Though people’s perceptions of Uganda are often tainted by its turbulent past, the country is, in fact, one of Africa’s most peaceful, stable, and democratic countries. No longer a country to be feared, it’s widely regarded as one of the continent’s safer destinations. And with its dense, misty forests, glassy lakes and sprawling savannahs, it’s no wonder Sir Winston Churchill dubbed Uganda “the pearl of Africa.”

My own journey to Uganda starts on the 18th of March 2015. It’s a crisp, clear morning as we board our flight, but by the time we disembark in Entebbe, the temperature has jumped nearly 20°C. There are six of us traveling today – me; my husband Florian Kretz, an ophthalmologist at the eye clinic in Ahaus-Raesfeld-Rheine, Germany; and four of his colleagues, Ralf Gerl, Mazen Al Saad, Abraham Mayer, and Ludwig Krabbe. We’re here in Uganda with the specialized African Medical Eye team, to provide ophthalmic care to patients who might otherwise not be able to access the treatment they need.

We arrive at a small village called Kasana, two hours’ drive northwest of Uganda’s capital, Kampala. Set against a rural backdrop of green trees and brown earth is a German eye hospital, founded and sponsored by our traveling companion Ralf Gerl in conjunction with the local government, the Ugandan Health and EyeCare Association (UHECA), and bazunga e.V., a charity association from Germany. It’s a unique collaboration between German and Ugandan nurses and doctors, working side by side to help the population of Uganda. The official language of the hospital is English, with the Ugandan nurses translating for patients who need it – and there are no barriers to treatment regardless of age, race or gender. People come from far and wide to be treated for their eye complaints, so when we arrive, we get straight to work.

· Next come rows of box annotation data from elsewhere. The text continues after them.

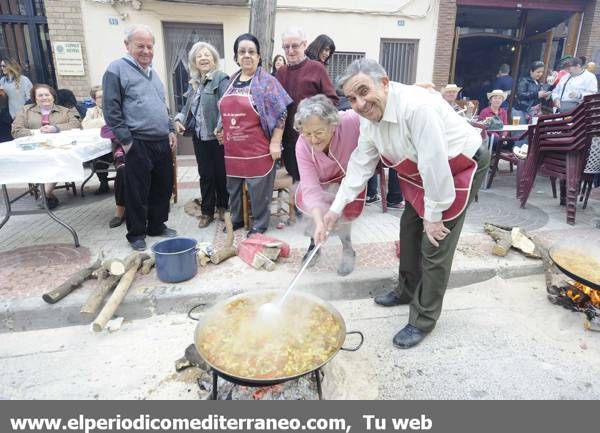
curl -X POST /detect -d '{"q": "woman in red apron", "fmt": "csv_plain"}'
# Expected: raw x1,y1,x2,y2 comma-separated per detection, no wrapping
294,95,366,275
217,33,292,236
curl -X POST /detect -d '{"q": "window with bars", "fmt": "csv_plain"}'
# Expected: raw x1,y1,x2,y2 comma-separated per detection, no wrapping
327,51,365,84
379,39,419,84
163,23,224,113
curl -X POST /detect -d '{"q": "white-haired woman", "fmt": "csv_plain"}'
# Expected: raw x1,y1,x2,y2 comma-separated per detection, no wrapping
294,95,366,275
175,42,229,228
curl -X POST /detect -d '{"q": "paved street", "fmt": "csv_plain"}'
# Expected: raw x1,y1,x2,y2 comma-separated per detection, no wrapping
0,157,600,331
0,276,600,400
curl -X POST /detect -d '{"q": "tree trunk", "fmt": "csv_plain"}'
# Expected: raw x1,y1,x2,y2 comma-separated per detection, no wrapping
42,259,100,304
250,0,277,72
92,253,149,332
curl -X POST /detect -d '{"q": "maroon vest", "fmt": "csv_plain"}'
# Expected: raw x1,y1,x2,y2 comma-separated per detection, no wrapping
381,153,477,221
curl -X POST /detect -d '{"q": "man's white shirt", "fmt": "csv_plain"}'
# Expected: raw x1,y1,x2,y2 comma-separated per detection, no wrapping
330,82,482,222
552,69,598,103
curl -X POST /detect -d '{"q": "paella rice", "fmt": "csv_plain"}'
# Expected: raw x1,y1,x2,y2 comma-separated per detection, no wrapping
197,296,344,379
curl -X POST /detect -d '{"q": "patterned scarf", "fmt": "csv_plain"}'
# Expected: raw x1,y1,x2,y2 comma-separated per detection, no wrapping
231,66,293,139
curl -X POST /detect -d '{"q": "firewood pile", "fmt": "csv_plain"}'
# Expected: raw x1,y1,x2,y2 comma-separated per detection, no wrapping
483,223,600,331
42,252,155,332
42,212,238,332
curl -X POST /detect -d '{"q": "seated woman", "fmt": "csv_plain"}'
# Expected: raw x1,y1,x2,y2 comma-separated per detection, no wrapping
479,89,509,148
12,84,81,209
438,84,477,119
81,86,111,194
294,95,366,275
56,89,86,119
0,89,12,143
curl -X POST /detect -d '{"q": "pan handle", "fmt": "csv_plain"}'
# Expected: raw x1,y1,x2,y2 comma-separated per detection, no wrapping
340,331,365,352
188,304,206,322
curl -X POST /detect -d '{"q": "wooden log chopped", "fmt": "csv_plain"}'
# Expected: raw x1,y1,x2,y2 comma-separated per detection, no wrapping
483,223,541,259
42,259,101,304
79,275,121,317
141,257,156,275
92,254,149,332
92,267,110,281
102,258,125,276
210,212,237,265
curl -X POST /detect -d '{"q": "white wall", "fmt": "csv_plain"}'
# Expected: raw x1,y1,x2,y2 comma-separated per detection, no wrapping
81,0,250,86
274,0,438,82
81,0,438,85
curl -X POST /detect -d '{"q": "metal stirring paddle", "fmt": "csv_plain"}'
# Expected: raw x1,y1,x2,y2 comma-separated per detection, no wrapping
258,244,323,319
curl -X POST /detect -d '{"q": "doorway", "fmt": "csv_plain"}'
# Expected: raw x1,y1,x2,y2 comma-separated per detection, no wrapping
449,5,581,107
0,0,56,88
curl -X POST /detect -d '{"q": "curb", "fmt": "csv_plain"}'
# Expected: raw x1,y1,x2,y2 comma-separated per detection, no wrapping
0,262,544,333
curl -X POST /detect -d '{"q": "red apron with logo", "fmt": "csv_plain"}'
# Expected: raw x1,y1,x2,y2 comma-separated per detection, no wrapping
296,149,367,221
219,85,275,178
381,153,477,221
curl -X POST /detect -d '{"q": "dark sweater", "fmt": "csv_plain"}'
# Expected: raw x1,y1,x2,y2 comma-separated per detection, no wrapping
102,58,174,145
276,58,339,145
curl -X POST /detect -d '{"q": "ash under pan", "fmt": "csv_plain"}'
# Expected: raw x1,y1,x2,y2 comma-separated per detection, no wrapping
198,368,323,400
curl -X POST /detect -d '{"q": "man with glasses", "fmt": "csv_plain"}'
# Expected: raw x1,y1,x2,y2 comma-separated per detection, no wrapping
276,27,339,182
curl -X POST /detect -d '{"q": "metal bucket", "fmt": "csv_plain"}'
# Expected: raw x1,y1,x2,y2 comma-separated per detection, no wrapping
152,237,198,283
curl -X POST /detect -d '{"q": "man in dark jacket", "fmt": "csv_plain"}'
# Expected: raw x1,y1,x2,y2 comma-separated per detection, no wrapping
492,63,513,109
276,27,339,182
102,25,177,251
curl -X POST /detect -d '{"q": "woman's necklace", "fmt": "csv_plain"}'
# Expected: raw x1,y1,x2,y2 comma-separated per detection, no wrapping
240,71,256,81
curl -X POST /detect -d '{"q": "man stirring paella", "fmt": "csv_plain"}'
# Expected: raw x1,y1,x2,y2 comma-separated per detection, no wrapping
322,59,490,349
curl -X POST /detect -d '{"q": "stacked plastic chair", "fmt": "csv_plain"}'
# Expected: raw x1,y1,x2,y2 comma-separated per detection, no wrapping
518,95,600,225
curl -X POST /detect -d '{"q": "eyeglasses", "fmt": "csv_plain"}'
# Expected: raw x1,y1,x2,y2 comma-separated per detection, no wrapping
238,50,257,56
281,42,304,51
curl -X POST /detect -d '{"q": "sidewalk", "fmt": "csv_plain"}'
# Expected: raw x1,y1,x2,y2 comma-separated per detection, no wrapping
0,157,600,331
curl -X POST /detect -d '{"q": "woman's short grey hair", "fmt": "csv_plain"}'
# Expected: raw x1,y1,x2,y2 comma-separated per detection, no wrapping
337,57,387,89
294,95,340,133
188,42,219,83
123,24,156,43
281,26,306,41
90,85,102,99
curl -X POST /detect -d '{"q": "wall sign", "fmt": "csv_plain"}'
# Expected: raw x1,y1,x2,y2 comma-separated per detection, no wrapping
53,42,85,76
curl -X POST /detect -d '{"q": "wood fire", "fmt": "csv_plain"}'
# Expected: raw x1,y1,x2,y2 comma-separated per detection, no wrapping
566,282,600,308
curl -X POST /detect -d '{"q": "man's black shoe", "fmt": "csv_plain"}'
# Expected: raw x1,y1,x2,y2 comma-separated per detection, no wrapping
94,183,110,195
302,244,321,268
246,229,266,238
365,193,381,204
129,239,146,251
393,324,428,349
223,222,244,233
373,290,411,307
148,227,177,238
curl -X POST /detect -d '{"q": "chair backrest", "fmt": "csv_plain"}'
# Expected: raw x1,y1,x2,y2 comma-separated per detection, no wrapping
468,120,488,140
456,99,479,114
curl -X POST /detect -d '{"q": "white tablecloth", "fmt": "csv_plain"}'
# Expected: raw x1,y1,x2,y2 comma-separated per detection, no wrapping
0,129,111,185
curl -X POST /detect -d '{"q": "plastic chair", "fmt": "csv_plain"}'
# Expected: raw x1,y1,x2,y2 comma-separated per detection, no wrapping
242,168,296,230
519,95,600,225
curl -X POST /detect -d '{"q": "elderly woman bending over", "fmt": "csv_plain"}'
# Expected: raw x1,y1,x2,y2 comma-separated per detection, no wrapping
12,84,81,209
219,33,292,236
175,42,229,228
294,95,365,275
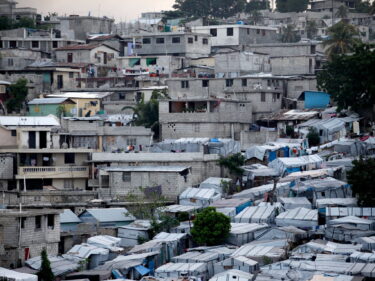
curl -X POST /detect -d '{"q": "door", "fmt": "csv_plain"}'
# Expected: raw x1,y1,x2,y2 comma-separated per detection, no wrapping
29,132,36,148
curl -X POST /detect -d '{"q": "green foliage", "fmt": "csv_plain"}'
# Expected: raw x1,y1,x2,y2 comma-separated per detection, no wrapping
173,0,246,19
307,128,320,146
6,78,28,112
276,0,309,13
38,249,55,281
306,20,318,39
335,5,349,19
245,0,270,13
191,207,231,246
317,45,375,111
348,158,375,207
281,24,301,43
323,21,361,59
219,153,245,176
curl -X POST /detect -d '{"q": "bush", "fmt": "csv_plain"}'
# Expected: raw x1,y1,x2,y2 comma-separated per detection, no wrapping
191,207,231,246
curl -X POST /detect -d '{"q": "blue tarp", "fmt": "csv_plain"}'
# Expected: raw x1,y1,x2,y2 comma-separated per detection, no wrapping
134,265,150,276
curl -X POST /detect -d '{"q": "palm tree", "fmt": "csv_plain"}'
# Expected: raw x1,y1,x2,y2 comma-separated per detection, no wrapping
281,24,299,43
335,5,348,19
306,20,318,39
323,21,361,59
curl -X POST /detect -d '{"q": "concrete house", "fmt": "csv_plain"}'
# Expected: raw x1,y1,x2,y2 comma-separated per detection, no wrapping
159,98,253,140
27,98,76,118
127,32,211,58
192,24,278,47
99,166,191,200
55,43,119,67
0,209,60,268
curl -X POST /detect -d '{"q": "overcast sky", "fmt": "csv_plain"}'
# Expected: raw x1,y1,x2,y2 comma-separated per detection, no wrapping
16,0,174,22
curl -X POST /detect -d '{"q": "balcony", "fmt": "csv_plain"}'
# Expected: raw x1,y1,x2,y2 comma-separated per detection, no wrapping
16,166,89,179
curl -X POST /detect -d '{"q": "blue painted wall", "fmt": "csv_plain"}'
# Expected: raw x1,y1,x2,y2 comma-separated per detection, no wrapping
305,91,330,108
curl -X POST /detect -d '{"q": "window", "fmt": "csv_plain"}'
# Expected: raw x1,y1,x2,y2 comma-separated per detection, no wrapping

One woman who received treatment at the clinic last year walked over 400 km from Rwanda for cataract surgery. This year, she made the trip again for treatment on her second eye. The people who visit this hospital come with little in the way of expectations, because neither free surgical care nor good follow-up is common in rural Uganda. The procedures used in the clinic are unusual by Ugandan standards, too; for instance, phacoemulsification is not yet the accepted procedure for cataract removal, unlike in Europe. But the techniques are effective; patients who have come to the eye hospital in the past have been amazed by their quick recoveries, especially compared with the stories they’ve heard from others who were able to afford cataract surgery in Uganda’s private hospitals. In total, the hospital has prevented an estimated 600,000 cases of cataract-caused blindness.

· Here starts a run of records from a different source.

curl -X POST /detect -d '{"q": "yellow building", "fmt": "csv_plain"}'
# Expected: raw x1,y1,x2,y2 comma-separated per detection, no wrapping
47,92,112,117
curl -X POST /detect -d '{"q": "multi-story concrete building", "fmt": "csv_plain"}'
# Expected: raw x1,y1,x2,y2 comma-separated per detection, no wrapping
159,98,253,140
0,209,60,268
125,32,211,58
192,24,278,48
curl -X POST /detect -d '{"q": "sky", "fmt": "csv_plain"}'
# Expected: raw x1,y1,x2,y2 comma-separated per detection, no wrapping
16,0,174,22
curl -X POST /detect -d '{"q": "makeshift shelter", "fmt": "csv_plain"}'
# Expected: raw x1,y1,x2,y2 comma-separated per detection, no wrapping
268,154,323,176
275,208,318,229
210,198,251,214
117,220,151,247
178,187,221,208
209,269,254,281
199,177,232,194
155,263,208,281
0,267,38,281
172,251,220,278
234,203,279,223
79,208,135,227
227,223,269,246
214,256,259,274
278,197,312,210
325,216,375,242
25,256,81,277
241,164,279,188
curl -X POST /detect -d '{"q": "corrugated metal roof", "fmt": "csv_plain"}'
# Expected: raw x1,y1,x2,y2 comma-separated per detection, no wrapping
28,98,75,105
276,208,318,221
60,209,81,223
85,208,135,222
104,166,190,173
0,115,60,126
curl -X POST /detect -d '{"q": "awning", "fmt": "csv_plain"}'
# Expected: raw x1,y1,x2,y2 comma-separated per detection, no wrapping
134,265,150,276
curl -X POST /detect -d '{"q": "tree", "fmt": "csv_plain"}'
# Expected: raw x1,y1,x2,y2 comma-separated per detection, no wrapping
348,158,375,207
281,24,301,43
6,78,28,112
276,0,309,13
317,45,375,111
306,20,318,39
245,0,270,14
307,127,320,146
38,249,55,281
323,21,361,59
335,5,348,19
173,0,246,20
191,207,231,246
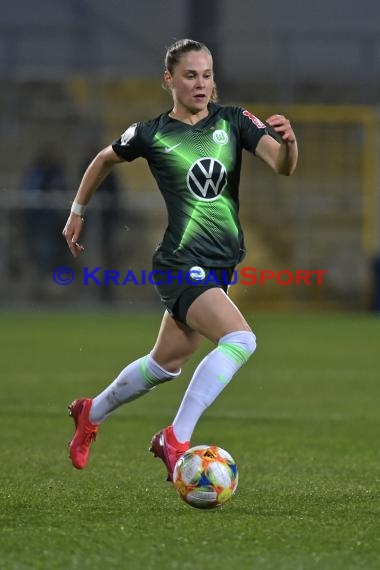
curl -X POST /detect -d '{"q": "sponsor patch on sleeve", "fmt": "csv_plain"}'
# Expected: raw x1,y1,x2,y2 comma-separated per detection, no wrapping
120,123,137,146
243,111,265,129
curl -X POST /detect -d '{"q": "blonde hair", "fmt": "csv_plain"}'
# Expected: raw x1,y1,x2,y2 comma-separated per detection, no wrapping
163,39,218,103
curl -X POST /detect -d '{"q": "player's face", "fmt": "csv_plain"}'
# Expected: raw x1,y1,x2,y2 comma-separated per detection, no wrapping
165,50,214,114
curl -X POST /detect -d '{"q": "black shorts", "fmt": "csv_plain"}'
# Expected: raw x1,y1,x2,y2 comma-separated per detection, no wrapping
152,263,235,324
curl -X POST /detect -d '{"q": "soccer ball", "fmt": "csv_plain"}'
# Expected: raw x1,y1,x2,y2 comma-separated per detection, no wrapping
173,445,238,509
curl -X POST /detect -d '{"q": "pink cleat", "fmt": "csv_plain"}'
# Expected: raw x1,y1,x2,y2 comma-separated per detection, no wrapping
69,398,99,469
149,426,190,481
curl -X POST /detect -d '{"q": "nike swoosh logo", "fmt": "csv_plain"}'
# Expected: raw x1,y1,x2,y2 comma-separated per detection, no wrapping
165,143,182,154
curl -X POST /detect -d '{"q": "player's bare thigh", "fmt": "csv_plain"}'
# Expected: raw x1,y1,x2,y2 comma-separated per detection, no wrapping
152,311,202,372
186,287,251,343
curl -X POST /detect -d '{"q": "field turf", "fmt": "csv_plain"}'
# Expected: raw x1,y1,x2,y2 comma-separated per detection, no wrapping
0,313,380,570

There’s a lot of news coming out of Africa lately, and much of it doesn’t sound good. Safe in our European homes, our newspapers and televisions show us images of villages stricken with poverty and illness – for instance, the recent Ebola outbreak across Africa. We might look at each other and ask ourselves, “Why would I want to go there to volunteer? I could catch malaria or be bitten by a deadly snake! How could I possibly stay safe on such a continent?” But although the news paints a frightening picture of Africa, we found that a little knowledge and careful preparation kept us safe and comfortable on our trip. We made sure to get all of the vaccinations required by the Centers for Disease Control and Prevention (CDC). We were diligent about taking our antimalarial medication, we drank copious amounts of bottled water to prevent dehydration, and of course, we brought enough protective sunscreen to keep us from burning under the hot African sun. My best friends in Uganda were my bug spray and mosquito netting, which let me get a good night’s sleep at the end of each day – and with those precautions, we were well prepared for our adventure.

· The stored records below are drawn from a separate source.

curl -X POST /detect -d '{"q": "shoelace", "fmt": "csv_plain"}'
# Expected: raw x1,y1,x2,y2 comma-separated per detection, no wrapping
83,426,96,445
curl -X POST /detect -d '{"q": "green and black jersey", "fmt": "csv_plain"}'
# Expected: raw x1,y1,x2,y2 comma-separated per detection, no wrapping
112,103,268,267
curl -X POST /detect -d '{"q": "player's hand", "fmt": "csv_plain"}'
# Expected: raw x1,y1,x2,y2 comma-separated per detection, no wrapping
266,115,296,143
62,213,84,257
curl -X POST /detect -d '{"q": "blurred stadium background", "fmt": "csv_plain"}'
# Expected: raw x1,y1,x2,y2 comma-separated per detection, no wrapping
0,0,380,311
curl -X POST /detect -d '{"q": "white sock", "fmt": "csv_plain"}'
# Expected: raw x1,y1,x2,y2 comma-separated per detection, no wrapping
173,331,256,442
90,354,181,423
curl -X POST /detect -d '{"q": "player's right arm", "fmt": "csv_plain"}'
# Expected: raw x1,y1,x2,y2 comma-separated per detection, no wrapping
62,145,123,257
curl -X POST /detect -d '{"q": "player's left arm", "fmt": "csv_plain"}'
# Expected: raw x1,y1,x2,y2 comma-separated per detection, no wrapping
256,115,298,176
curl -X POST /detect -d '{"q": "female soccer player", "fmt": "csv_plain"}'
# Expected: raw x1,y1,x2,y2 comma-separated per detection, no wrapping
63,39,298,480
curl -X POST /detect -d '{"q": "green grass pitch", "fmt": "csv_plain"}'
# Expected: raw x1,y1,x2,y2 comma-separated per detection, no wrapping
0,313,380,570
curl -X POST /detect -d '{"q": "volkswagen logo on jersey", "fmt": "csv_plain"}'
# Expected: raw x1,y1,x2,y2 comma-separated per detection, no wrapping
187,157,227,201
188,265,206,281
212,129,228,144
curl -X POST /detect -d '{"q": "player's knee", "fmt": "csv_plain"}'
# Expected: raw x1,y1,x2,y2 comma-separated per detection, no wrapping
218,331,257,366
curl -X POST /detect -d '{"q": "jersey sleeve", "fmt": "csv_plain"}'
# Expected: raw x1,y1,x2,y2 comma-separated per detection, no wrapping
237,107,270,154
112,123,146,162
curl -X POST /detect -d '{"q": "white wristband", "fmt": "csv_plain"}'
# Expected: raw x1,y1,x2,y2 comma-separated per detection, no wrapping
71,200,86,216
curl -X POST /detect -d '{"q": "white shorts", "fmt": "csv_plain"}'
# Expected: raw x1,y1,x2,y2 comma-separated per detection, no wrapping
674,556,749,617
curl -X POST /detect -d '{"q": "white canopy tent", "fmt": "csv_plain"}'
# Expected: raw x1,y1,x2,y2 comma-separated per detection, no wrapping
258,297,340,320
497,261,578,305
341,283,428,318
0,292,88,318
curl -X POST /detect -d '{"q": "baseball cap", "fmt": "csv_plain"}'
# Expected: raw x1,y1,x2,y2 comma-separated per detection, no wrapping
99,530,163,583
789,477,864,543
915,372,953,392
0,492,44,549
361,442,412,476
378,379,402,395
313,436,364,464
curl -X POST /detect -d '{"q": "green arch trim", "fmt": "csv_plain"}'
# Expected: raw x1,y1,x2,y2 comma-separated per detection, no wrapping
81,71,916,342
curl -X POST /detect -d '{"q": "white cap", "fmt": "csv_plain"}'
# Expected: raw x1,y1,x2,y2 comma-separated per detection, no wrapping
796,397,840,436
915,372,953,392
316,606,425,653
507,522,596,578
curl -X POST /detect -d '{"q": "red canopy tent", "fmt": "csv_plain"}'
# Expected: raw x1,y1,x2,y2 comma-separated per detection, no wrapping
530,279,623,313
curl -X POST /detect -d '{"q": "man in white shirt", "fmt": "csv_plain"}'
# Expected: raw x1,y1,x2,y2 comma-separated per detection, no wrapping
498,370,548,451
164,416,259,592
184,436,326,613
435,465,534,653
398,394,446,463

As I observe the inner workings of the clinic, I’m amazed at the effort the team puts into organizing everything. Each patient who arrives for examination gets his or her own clinical file, and after each operation, their names and data are recorded for future visits. But there’s no health information system here – in fact, there isn’t even a computer, so every piece of information is recorded by hand. I especially notice the great care and respect with which each patient is examined, watching the nurses and physicians’ assistants translate the procedures and treatment plans for the patients. Small details like this are the reason some patients travel so far for their surgeries; not only is everyone treated for free and without restrictions, but they receive the same care and courtesy as those who are able to pay for expensive procedures in the big cities. And it shows – the looks on our patients’ faces even before their operations, when they are welcomed to the clinic and treated with love and respect, are truly heartwarming.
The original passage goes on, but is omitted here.